Buraya kadar olan kısımda bir sıkıntı yok. Lakin fikirleri ifade etmek bir noktadan sonra fikirleri birilerine dayatmak haline gelince işin rengi değişiveriyor. Kendisinden farklı düşünenleri cümleleriyle taciz etme davranışıyla gelen gerginlik bir anda klavye kalemşorluğuyla kavgaya zemin hazırlıyor. Ardından bu atışmalar kısır bir döngü halinde taraflardan biri susuncaya kadar devam ediyor.
Ülkemizde, özellikle Twitter’da gündem olan konulara yapılan yorumları okudukça insanımızın ne zaman bu hale geldiğini veya getirildiğini düşünmeden edemiyoruz. Kimi zaman milli değerlerle örtüşmeyen paylaşımlar, kimi zaman ülkemizin medarı iftiharı sayılacak şahsiyetlerine varan açıkça hakaret cümleleri yok artık dedirtiyor. Üstelik toplumumuzun büyük bir çoğunluğu tarafından kabul görmüş kişi- kurum ve kuruluşlarına, fikir özgürlüğü adı altında ahlaki erdemlerini yitirmiş bu saldırganların ağza alınmayacak cümlelerini sıklıkla görüyor, okuyor ve duyuyoruz.
Bir düşünceyi, bir amacı benimsemiş davasının gereğini yerine getiren bir oluşumu sevmemiş veya benimsememiş olabilirsiniz. Bu konudaki fikirleri medeni bir insan gibi dile getirerek eleştirebilirseniz amenna. Zira sosyal medya birilerine küfretme veya bir kesime hakaret etme, onları sindirme özgürlüğü vermiyor, hiçbir zaman da vermeyecek. Bir hukuk devletinde elbette hukuki sonuç doğuran paylaşımlar cezasız kalmıyor. Devletimizin ilgili makamları bunu dile getirince ve cezai bir yaptırım uygulayınca vay efendim sen benim fikir özgürlüğüme nasıl karışırsına varan pek çok söz dalaşı yaşanıyor.
Son yıllarda özgürlüğün zirvelerinde sosyal medya yaşamı süren toplumumuzda, adeta kangrenleşen bu mevzu ivedilikle çözüme kavuşturulmalıdır.
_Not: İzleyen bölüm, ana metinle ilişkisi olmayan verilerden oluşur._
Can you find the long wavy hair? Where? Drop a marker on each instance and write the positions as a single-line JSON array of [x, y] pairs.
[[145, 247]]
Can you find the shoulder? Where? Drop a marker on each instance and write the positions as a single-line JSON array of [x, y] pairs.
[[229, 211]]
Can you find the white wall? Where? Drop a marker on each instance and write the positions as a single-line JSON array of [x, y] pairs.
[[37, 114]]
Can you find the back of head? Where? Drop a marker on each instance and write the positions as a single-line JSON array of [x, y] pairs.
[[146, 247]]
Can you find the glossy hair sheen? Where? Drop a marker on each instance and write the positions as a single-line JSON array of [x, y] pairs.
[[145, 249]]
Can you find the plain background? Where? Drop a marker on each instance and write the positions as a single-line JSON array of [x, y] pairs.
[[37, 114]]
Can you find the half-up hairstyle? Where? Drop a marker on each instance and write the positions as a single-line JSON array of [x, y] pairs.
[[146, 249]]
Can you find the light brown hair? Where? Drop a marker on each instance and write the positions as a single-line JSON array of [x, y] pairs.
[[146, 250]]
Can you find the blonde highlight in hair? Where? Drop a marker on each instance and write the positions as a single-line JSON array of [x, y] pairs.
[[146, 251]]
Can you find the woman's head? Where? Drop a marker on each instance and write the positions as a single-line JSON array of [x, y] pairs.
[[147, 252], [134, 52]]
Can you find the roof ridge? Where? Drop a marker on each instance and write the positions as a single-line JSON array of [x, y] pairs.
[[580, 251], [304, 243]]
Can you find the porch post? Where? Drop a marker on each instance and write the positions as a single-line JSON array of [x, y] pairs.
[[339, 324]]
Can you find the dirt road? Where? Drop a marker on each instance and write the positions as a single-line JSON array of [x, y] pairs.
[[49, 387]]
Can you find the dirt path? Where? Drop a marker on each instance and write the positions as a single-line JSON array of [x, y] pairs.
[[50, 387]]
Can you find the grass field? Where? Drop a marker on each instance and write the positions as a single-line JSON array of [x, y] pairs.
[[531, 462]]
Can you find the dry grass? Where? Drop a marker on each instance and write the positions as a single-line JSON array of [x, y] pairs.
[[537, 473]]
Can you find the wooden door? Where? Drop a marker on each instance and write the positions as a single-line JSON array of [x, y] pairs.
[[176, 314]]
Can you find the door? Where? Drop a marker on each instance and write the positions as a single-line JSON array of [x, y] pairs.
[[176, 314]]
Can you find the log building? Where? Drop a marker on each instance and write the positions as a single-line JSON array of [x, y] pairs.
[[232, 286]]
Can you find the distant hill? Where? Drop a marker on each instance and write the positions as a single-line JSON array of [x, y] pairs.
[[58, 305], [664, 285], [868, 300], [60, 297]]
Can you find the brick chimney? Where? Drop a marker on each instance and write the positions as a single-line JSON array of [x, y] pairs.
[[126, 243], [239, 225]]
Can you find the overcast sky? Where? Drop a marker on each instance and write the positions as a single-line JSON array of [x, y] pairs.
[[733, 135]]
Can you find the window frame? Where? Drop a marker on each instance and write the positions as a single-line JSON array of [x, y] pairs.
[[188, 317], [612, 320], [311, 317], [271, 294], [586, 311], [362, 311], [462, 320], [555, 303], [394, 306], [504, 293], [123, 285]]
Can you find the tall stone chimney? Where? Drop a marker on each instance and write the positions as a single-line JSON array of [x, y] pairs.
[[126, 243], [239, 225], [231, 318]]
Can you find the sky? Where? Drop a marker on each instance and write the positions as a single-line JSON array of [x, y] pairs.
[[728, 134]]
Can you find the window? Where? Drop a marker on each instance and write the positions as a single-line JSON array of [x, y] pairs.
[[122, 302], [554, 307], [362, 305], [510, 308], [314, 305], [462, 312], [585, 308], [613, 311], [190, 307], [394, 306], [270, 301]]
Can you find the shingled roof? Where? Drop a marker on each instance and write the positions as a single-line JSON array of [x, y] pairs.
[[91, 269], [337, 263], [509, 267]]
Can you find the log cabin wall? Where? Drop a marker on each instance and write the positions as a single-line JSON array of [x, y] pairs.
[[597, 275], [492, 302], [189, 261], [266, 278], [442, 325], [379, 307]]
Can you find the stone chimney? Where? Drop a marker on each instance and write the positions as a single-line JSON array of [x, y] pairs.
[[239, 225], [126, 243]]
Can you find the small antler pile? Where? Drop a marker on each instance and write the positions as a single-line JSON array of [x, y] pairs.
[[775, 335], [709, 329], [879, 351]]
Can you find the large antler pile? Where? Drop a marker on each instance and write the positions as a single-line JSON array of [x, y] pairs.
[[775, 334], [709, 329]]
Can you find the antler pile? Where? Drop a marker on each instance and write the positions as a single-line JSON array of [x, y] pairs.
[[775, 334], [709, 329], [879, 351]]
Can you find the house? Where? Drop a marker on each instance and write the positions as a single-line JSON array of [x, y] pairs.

Bu bağlamda atılacak ilk adım sosyal medyayı en çok kullanan kesim olan gençliğin hali hazırda okutulan bir ders olan medya okuryazarlığı alanında bütün eğitim kademelerinde bu dersi almaya yöneltilmesi yerinde olacaktır. Bir diğer adım ise gençliğin insan hakları ve evrensel ahlak ilkelerinden haberdar edilmesi, bu hak ve ilkelerin uygulanabilir hale getirilmesidir. Aksi halde yüksek puanlar alarak devletimizin üniversitelerinden mezun olmak bu yeti ve erdemlere ulaşmak için yeterli bir ölçüt olmayacaktır. Nitekim son yıllarda kendisi için istediği ifade ve davranış özgürlüğünü kendisi gibi düşünmeyenlerin de hak ettiğini akledemeyen bireylerin toplumumuzda artarak yer ettiğini göreceğiz. Buradan hareketle internet ve sosyal medya özgürlüğü elbette kısıtlanamaz kaldı ki özgürlükler ülkesi haline gelen güzel vatanımızda bunun pek çok örneğini görüyoruz. Mesele, özgürlüğün suyunu çıkarmamak!